The antiquarians among us have a lot to thank self-made millionaire Sir Alan Sugar for: thanks to his Bafta award-winning TV show The Apprentice, in which 12 highly ambitious, single-minded young go-getters (with poorer listening skills than the average domestic pet) compete for a job within Sir Alan’s organisation, a near-obsolete term has been resurrected in the public consciousness.
Apprentices and apprenticeships are now firmly back in fashion, and to prove it the Learning and Skills Council (LSC) has this week announced the finalists for this year’s national Apprenticeship Awards. (Cue bickering, backbiting, swearing and protracted conversations on how exactly we are going to deploy the next ten minutes of our limited time.)
Meeting a Demand
With almost one in five jobs in England remaining vacant due to a lack of skilled candidates, the Awards recognise those employers who are successfully tackling this challenge by investing in apprentices. According to the LSC, this year’s Awards attracted a record 1,113 entries from “outstanding” candidates, including British Gas, Land Rover, Chesterfield Borough Council and Beere Electrical Services.
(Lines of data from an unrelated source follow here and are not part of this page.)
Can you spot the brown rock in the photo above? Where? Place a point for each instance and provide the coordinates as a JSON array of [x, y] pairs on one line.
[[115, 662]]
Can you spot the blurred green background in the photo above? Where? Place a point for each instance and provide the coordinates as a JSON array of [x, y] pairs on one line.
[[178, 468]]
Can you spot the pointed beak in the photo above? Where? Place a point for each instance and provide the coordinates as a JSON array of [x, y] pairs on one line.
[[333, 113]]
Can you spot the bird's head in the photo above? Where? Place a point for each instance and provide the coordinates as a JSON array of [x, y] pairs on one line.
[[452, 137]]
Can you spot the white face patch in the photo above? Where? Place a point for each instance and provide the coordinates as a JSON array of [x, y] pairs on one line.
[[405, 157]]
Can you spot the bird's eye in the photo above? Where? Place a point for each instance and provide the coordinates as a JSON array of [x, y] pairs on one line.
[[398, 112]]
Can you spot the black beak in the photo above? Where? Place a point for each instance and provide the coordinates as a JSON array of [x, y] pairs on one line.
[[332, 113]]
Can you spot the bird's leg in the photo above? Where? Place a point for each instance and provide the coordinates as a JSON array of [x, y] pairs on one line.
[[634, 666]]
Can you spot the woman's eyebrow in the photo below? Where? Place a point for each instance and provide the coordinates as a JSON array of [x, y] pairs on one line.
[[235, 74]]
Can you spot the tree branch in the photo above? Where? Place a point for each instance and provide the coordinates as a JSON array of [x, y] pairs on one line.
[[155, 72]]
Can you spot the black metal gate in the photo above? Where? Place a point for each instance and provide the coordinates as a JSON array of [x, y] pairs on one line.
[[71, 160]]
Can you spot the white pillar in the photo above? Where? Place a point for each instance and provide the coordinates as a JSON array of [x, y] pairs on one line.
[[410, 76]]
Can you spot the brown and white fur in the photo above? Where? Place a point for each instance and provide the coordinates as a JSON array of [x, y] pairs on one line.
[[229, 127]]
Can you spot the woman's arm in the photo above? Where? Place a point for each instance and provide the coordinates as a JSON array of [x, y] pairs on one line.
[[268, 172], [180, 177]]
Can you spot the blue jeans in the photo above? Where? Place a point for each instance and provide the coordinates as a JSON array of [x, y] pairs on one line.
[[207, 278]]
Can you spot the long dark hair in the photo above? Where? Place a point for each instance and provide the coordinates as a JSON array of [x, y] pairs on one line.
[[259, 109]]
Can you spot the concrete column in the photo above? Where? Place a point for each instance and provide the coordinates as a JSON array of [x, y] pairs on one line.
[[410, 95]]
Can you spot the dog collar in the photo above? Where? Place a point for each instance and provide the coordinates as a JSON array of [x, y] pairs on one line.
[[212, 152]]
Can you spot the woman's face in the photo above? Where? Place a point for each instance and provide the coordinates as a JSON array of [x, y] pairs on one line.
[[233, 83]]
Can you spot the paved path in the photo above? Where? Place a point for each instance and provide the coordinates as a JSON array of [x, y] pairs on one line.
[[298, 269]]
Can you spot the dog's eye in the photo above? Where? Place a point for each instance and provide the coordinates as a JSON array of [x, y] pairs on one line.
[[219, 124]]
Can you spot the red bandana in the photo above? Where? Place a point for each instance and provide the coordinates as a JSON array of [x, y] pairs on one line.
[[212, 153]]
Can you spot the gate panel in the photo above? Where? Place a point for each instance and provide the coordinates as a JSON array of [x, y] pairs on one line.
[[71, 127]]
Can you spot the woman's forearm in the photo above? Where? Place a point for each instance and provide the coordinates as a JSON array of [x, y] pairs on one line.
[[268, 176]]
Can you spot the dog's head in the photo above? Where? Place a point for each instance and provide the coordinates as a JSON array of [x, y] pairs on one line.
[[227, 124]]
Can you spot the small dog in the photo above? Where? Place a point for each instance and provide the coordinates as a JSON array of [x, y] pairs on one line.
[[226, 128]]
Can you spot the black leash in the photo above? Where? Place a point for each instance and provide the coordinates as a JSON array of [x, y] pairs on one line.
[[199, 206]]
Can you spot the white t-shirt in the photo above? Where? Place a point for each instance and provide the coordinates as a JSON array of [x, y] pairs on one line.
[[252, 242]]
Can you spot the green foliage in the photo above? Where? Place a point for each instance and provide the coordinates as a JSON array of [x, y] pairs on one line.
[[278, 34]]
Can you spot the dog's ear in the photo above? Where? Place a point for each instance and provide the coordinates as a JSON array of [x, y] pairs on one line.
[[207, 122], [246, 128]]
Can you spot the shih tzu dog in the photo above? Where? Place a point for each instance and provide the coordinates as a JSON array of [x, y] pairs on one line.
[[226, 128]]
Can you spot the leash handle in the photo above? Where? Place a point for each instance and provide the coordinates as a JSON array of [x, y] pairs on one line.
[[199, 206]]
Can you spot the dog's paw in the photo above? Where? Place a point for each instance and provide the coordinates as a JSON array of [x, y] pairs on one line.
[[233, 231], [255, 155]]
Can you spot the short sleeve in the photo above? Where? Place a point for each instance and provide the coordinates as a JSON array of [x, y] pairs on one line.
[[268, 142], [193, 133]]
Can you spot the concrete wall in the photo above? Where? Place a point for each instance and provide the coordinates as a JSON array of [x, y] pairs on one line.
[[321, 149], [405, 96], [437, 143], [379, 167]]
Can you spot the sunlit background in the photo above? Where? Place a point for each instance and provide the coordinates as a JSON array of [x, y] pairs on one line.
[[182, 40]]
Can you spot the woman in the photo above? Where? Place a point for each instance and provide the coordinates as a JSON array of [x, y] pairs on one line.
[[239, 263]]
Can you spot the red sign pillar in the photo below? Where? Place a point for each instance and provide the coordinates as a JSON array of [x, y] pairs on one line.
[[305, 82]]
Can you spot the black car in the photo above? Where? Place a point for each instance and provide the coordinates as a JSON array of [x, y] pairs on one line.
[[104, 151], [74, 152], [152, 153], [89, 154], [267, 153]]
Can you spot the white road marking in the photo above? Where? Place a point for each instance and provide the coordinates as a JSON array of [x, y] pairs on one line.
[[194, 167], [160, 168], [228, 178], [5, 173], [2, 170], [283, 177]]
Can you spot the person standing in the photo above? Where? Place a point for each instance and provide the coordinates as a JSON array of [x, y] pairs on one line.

Stephen Gardner, Director of Apprenticeships at the Learning and Skills Council, himself a former engineering apprentice, commented that the announcement was especially timely as thousands of young people sit down to take their GCSEs and A Levels this week: “Many of these students will choose an Apprenticeship after their exams. These young people are the future of UK business and increasingly employers are choosing to recruit them through Apprenticeships. These Awards, which recognise the achievements of young people and employers, show why.”
A Serious Issue
While Sir Alan’s highly absorbing and often amusing series has done much to entertain us during the last two months, the fundamental premise of the show, to learn practical skills in a practical environment, remains a serious issue: with an explosion of students moving on to study academic subjects, in particular the arts and humanities, at university over the last decade, the entire education system has become heavily weighted towards the theoretical.
A lack of skilled practitioners to fill skilled vacancies is not the only, or most significant, consequence of this educational distortion; social status has also become largely dictated by one’s ability to claim inclusion within the academic, or a least pseudo-academic world (illustrated by a bunch of students smoking rollies, discussing the merits of socialism and how Big Brother epitomizes post-post modernist voyeurism).
Hopefully, with the raised profile of the skilled, and the practical as seen in the growth of apprenticeships, we will see a realignment of the dominant values of the education system.